Metoprolol succinate, colloidal silicon dioxide, magnesium stearate and hydroxypropylmethyl cellulose were sieved through mesh screen. The screened components were placed into blender and blending was carried out. The blend was further compacted and milled to get compacted active agent core of desired sieve fraction. Sub coating of compacted active agent core was carried out using ethylacrylate methymethacrylate copolymer. These sub coated pellets were further coated using ethyl cellulose, hydroxypropylmethyl cellulose, triacetin, talc, to form modified release units. Modified release units were coated with cushioning top coat of polyethylene glycol.. These PEG coated units were blended with extragranular granules of talc, copovidone, microcrystalline cellulose, croscarmellose sodium, and colloidal silicon dioxide. This blend was lubricated with sodium stearyl fumarate.. The lubricated blend was compressed to obtain tablets. Tablets were film coated with Opadry White to obtain Film coated tablet. Example 3: Diltiazem hydrochloride extended release composition

Procedure:

Diltiazem, colloidal silicon dioxide, magnesium stearate and hydroxypropylmethyl cellulose were sieved through mesh screen.

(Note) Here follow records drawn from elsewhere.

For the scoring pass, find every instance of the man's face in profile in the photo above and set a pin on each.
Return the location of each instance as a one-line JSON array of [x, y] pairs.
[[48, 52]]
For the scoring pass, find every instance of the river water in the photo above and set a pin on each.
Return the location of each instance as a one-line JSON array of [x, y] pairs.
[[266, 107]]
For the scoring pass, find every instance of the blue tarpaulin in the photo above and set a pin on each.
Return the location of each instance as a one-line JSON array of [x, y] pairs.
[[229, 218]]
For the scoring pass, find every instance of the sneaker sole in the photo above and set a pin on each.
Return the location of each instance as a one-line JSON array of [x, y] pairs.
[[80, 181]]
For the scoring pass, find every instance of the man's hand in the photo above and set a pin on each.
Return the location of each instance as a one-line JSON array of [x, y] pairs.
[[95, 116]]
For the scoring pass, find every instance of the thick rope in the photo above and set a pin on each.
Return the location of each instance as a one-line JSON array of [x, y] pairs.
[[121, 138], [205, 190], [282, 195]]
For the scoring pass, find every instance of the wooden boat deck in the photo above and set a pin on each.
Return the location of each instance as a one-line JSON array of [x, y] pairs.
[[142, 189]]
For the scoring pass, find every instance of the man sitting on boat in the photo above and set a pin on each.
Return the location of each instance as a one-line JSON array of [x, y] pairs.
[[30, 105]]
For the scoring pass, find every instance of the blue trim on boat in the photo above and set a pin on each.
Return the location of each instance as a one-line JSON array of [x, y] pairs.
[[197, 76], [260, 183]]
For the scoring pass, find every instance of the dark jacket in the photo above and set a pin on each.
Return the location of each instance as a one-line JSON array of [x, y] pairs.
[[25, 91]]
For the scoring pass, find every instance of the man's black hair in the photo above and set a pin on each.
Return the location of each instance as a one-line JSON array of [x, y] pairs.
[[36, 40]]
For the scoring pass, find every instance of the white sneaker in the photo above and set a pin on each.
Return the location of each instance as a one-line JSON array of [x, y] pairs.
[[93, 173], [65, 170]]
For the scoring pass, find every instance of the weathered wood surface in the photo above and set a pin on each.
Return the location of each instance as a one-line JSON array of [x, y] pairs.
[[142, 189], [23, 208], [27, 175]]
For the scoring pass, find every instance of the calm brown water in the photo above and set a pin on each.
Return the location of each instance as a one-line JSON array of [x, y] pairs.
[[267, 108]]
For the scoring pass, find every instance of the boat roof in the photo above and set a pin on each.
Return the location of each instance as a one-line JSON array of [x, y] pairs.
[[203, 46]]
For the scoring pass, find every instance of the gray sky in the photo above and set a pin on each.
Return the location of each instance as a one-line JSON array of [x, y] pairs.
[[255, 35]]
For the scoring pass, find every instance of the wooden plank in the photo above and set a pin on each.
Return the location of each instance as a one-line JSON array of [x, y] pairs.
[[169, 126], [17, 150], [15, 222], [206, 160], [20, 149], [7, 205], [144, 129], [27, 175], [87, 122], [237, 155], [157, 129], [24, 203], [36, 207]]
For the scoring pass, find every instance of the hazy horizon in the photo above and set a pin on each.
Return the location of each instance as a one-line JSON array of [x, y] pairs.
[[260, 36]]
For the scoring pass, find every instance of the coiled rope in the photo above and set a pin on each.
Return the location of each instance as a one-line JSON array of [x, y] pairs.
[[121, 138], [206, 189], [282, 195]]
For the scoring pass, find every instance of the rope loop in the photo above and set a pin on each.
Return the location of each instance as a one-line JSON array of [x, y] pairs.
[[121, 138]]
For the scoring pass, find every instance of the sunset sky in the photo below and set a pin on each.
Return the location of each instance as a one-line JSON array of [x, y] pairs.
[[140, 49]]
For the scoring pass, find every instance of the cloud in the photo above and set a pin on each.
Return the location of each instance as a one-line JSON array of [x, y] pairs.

The screened components were placed into blender and blending was carried out. The blend was further compacted and milled to get compacted active agent core of desired sieve fraction. Sub coating of compacted active agent core was carried out using Ethylacrylate methymethacrylate copolymer. These sub coated pellets were further coated using Trimethylammonioethyl methacrylate copolymer and hydroxypropylmethyl cellulose to form modified release units. Modified release units were mixed with copovidone, microcrystalline cellulose, croscarmellose sodium, talc, colloidal silicon dioxide and sodium stearyl fumarate. The lubricated blend was compressed to obtain tablets. Example 4: Diltiazem hydrochloride extended release composition

Procedure:

Diltiazem hydrochloride, colloidal silicon dioxide, magnesium stearate and hydroxypropylmethyl cellulose were sieved through mesh screen. The screened components were placed into blender and blending was carried out. The blend was further compacted and milled to get compacted active agent core of desired sieve fraction. Sub coating of compacted active agent core was carried out using ethylacrylate methymethacrylate copolymer. These sub coated pellets were further coated using trimethylammonioethyl methacrylate copolymer, hydroxypropylmethyl cellulose, triacetin, talc to form modified release units. Modified release units were coated with polyethylene glycol to form PEG coated units. Extra granular granules of talc, copovidone, microcrystalline cellulose, croscarmellose sodium, and colloidal silicon dioxide were blended with PEG coated units. The blend was lubricated with sodium stearyl fumarate. The lubricated blend was compressed to obtain tablets. Tablets were film coated with Opadry White to obtain film coated tablets.